Lincoln Center Festival

July 30, 2009

Lincoln Center Festival ’09

Shen Wei Dance Arts
Alice Tully Hall: July 9–11

Emanuel Gat Dance
Rose Theater: July 14, 16–17

Reviewed by Susan Yung

Photo: Gat’s
Silent Ballet. ©Stephanie Berger, Courtesy Lincoln Center


The Lincoln Center Festival’s slim dance offerings this season were festival regular Shen Wei Dance Arts and a return by Emanuel Gat Dance. Shen Wei’s company performed his Re– trilogy at the newly renovated Alice Tully Hall. The three sections were very distinct and only loosely tied. In Re–I, a mandala covered the stage. As the dancers shuffled cross-stage to Tibetan chants in Shen’s continuously flowing phrases, the distinct colors of the mandala blurred and blended together, perhaps a comment on the growing global intermixing of cultures. Downspots concentrated Jennifer Tipton’s ethereal lighting scheme in four compass points.

Next came Re–III, referencing China, a sharp contrast to the fluidity of Re–I. The 12 dancers marched on (to David Lang’s rhythmic music, realized by Todd Reynolds), military style, in three shifting columns. One in each line would break into dance. Eventually the lines formed a box, trapping one or two dancers within rigid confines, as a martial system might stifle—or support—creativity. The final section, Re–II (with bird sounds, John Tavener’s music, and traditional Cambodian songs), recalled a visit to Angkor Wat in Cambodia. Video of the historic site was projected onto every surface. Women—topless, in white body paint—lay propped up, heads dropped eerily out of sight behind torsos. They echoed the projected gnarled tree roots  but also, perhaps unintentionally, genocide. Also a visual artist, Shen has an eye for a striking composition, but this segment felt heavy-handed, overly literal, and sensationalistic, particularly when a few older people entered, also unclothed. But it succeeded in illuminating how biased our exposure is toward youth and beauty.

Emanuel Gat’s company, founded in Israel but now based in France, performed in the Rose Theater. In Winter Variations, Gat expanded on a stunning older duet with Roy Assaf, Winter Voyage.  There is such empathy between Gat and Assaf that when they do the same movement, they seem to move as one. Even when the choreography is different for each—whether it’s pugilistic darting, crouching, or pivoting—it has the same muscular weightiness. Gat not only choreographed but also designed the simple, effective lighting, illuminating the front two-thirds of the stage and letting the dark upstage area become, in effect, off-stage. There, he and Assaf change into white T-shirts, visible only as specters.

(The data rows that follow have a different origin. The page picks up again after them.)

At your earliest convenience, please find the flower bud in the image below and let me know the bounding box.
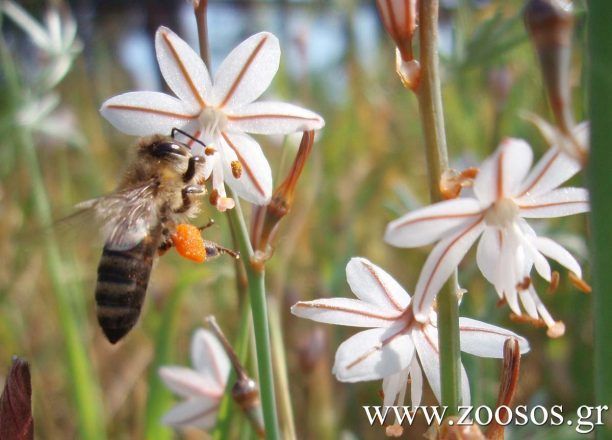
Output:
[256,130,314,254]
[523,0,574,134]
[376,0,417,61]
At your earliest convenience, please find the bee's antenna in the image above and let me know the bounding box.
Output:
[170,127,206,148]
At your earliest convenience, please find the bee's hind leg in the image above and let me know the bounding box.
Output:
[204,240,240,259]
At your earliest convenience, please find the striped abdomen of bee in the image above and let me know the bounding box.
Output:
[96,224,162,344]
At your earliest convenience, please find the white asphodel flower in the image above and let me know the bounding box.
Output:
[0,1,83,88]
[159,329,230,429]
[291,258,529,406]
[385,139,589,328]
[523,112,590,170]
[101,27,324,210]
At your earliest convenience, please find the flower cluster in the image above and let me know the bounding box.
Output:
[159,329,231,429]
[100,27,324,211]
[291,139,589,405]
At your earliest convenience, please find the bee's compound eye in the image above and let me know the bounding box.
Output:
[150,142,186,158]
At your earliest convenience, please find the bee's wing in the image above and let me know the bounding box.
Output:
[76,183,159,250]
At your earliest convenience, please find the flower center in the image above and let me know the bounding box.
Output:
[198,107,227,137]
[485,198,519,228]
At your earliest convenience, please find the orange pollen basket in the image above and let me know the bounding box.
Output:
[172,224,206,263]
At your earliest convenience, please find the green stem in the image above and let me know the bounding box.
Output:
[418,0,461,415]
[268,297,297,439]
[0,31,106,439]
[212,298,251,440]
[588,0,612,439]
[16,129,105,439]
[228,189,280,439]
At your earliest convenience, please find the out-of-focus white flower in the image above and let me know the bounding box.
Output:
[1,1,83,89]
[159,329,230,429]
[291,258,529,406]
[15,92,85,146]
[385,139,589,321]
[101,27,324,210]
[523,112,591,171]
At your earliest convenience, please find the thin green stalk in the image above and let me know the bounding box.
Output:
[418,0,461,415]
[16,129,106,439]
[588,0,612,439]
[0,31,106,439]
[228,189,280,439]
[194,4,280,434]
[212,298,251,440]
[268,297,297,440]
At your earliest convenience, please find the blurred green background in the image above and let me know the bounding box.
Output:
[0,0,593,439]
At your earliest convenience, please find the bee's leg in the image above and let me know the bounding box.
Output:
[204,240,240,260]
[174,185,206,214]
[183,156,206,183]
[198,218,215,232]
[157,228,174,256]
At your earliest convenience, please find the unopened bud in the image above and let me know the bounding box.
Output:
[395,49,421,92]
[568,272,593,293]
[546,321,565,339]
[440,167,478,200]
[257,130,314,253]
[523,0,574,135]
[205,316,265,438]
[230,160,242,179]
[486,338,521,440]
[376,0,417,61]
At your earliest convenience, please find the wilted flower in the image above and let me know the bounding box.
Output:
[291,258,529,406]
[101,27,324,210]
[385,139,589,322]
[159,329,230,429]
[1,1,83,89]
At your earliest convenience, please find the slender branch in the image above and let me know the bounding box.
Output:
[418,0,461,415]
[588,0,612,439]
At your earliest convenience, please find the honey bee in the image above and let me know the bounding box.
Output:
[77,129,238,344]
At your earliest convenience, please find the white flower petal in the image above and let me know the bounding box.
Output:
[476,228,502,285]
[516,188,589,218]
[534,237,582,278]
[346,257,410,315]
[410,357,423,407]
[459,318,529,359]
[385,198,481,247]
[159,366,223,398]
[100,92,197,136]
[191,328,231,389]
[214,32,280,108]
[155,26,212,109]
[162,399,219,430]
[413,219,484,322]
[220,132,272,205]
[227,101,325,134]
[291,298,401,327]
[461,363,472,406]
[412,325,441,402]
[332,322,414,382]
[519,285,538,319]
[518,143,580,197]
[383,368,409,406]
[474,138,533,205]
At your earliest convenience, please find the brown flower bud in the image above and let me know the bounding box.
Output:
[256,131,314,255]
[376,0,417,61]
[523,0,574,135]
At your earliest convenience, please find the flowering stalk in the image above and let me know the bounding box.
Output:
[194,8,279,440]
[588,0,612,439]
[417,0,461,415]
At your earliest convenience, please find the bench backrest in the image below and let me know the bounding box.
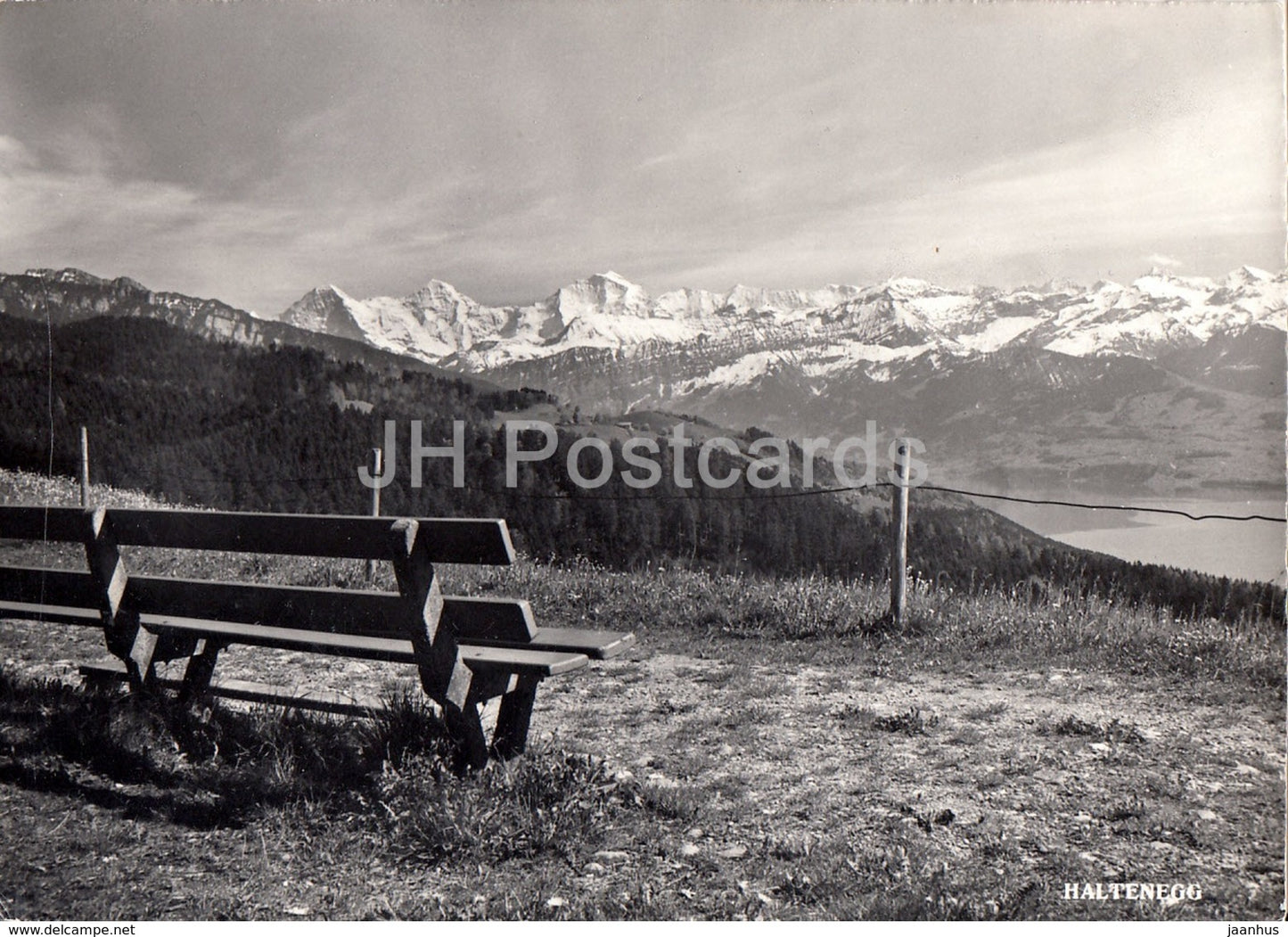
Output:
[0,505,536,642]
[0,505,514,566]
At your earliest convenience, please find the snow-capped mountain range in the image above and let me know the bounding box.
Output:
[281,267,1288,380]
[0,267,1288,497]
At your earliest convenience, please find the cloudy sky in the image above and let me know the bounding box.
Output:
[0,0,1284,313]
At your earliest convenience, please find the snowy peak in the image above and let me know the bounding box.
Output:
[282,267,1288,379]
[549,271,653,325]
[282,286,368,341]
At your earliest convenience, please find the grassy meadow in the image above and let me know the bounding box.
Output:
[0,473,1284,920]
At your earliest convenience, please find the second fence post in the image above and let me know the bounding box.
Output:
[81,427,89,508]
[890,440,909,628]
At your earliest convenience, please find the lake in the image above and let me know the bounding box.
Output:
[976,492,1285,585]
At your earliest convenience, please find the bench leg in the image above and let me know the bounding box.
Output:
[492,677,541,760]
[443,701,487,769]
[179,640,222,706]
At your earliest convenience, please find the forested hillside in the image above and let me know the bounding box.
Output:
[0,316,1283,620]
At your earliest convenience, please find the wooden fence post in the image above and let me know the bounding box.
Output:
[890,440,909,628]
[81,427,89,508]
[367,448,385,582]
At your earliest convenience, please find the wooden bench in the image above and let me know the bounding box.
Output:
[0,505,635,767]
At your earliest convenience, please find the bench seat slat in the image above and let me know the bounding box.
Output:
[0,601,103,628]
[0,566,99,610]
[0,593,635,660]
[139,615,590,677]
[470,628,635,660]
[78,657,384,717]
[0,504,86,543]
[125,576,537,645]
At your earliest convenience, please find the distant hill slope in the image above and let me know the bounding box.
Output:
[0,269,458,373]
[0,316,1283,626]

The piece begins to a long, droning chord which turns out to be The Beatles’ “A Day in the Life.” When the melody and lyrics begin, the movement shifts from a series of unconnected gestures and poses to playful, fluid social dance, bursting the accumulated tension. The two walked on their knees, evoking a ritual, a sojourn, a disability. The music, including a melancholy Egyptian song as well as Strauss and Schubert, heightened the spatial drama between the two remarkable dancers.

Silent Ballet
negated the notion that Gat relies on music to dictate mood. This group work for nine (eight performed here), underscored the athletic side of dance, and in turn, the theatrical aspects of a sporting event. Breaking out of a line at the beginning, pairs and trios danced as the others stood observing, sometimes from downstage, situated between the audience and the action. The performers watched each other constantly to gauge the timing of their interactions precisely, like teammates. Occasionally, one dancer would become a human soccer ball passed among partners. A surprising amount of sound was generated from squeaking sneakers, footfalls, and exhalations. Gat again showed his gift for lighting, casting a white band across an ensemble tableau, then upending it by fully illuminating the stage. He has a way of taking the conventions of dance and theater, spinning them, and presenting them in fresh, intriguing ways.